PROJETO MEZANINO: RODRIGO DE FREITAS, 2012

PROJETO MEZANINO: RODRIGO FREITAS
2012

“O ponto de partida da série a solidão das coisas é pensar sobre a incomunicabilidade e o distanciamento entre os seres. Fica evidente nas imagens a presença de corpos solitários, que povoam e dão a medida ao espaço pictórico. O processo de construção do trabalho surge a partir do registro fotográfico de uma cena montada em um ambiente doméstico. Este tipo de registro é mantido na pintura (em grande formato) pela estranheza do enquadramento, bem como, pela riqueza de detalhes. Interessa ao artista criar um ambiente homogêneo, em que corpo e objetos se confundem pelo mesmo tratamento pictórico.

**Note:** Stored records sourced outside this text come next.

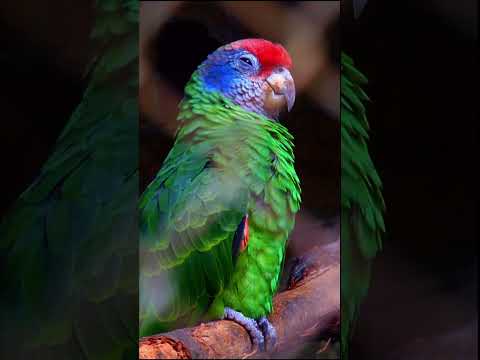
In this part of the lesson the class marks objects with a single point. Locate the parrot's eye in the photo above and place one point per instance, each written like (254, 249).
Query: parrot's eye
(246, 60)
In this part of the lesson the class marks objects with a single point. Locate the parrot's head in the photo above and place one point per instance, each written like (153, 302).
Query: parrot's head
(254, 74)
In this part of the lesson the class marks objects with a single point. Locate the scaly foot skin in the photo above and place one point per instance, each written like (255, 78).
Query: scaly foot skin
(269, 332)
(299, 270)
(258, 331)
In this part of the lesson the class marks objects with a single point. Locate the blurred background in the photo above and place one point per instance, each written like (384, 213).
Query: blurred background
(175, 37)
(420, 58)
(421, 61)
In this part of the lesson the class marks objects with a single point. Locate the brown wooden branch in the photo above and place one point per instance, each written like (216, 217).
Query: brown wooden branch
(311, 307)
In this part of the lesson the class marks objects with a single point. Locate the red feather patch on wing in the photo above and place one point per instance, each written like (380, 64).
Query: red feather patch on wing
(246, 236)
(269, 54)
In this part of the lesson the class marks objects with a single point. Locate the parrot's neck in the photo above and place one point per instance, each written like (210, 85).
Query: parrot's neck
(238, 140)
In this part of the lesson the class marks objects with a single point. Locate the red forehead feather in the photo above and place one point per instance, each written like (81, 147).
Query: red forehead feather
(268, 53)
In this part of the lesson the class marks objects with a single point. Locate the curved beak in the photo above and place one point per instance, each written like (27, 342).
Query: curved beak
(282, 91)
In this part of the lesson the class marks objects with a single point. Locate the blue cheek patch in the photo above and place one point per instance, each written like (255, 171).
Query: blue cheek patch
(219, 78)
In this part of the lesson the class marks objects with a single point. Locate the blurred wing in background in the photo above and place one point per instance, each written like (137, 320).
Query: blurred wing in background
(68, 246)
(361, 198)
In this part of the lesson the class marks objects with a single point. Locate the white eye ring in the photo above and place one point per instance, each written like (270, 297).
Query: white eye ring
(246, 60)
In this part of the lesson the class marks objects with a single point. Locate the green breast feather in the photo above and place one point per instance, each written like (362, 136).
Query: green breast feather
(226, 163)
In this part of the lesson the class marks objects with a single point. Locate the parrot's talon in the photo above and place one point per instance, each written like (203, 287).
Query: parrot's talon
(269, 332)
(249, 324)
(299, 270)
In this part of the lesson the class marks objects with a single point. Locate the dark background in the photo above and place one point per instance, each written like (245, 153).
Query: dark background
(421, 63)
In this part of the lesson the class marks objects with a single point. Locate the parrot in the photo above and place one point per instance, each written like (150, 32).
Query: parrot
(362, 203)
(69, 242)
(215, 221)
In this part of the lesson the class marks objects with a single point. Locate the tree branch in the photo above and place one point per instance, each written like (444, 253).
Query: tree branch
(301, 313)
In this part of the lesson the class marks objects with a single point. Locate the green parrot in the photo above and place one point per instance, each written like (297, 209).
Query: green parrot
(70, 240)
(362, 204)
(214, 223)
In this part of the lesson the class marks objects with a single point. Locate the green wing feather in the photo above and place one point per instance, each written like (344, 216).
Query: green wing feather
(187, 221)
(67, 244)
(215, 174)
(361, 199)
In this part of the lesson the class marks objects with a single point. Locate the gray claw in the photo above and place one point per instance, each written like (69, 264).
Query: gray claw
(269, 332)
(249, 324)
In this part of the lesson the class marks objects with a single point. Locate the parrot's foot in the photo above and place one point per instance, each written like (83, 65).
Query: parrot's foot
(269, 332)
(258, 331)
(299, 270)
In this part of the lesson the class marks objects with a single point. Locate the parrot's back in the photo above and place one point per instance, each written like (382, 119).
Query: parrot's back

Em todas as pinturas o corpo é abordado pela perspectiva do abandono, da inércia, envolto em um vazio de ações, mas sempre permeado pelas idéias de tempo, erotismo, solidão e morte. Nessa série de imagens há uma estaticidade mórbida, em que as figuras representadas na tela parecem conformadas com o espaço que ocupam. Fazem parte dele tal qual uma cadeira, um sofá ou qualquer outro móvel também representado. O que tais pinturas sugerem é um tempo dilatado no qual nada acontece, nada chega, nada cessa e nada é interrompido. A única coisa que parece possível e real é um presente desprovido de duração, em que as figuras e as coisas se misturam no contínuo vir a ser que nunca se efetiva sendo sempre incompleto e o desejo nunca saciado. Paira sobre as figuras uma contínua promessa que não se concretiza, senão conforme um eterno erigir de um obstáculo contra a morte através da repetição infindável de cenas cotidianas. O que persiste nessas pinturas é a náusea de um excesso que em si mesmo é apenas o vazio, ou talvez a manifestação às avessas de um drama. O cotidiano e o banal são permeados pelo nonsense, alguns poucos detalhes de enquadramento são o bastante para que instaure na imagem um desconforto e insinue uma situação insólita, no limite tênue entre o real e o absurdo.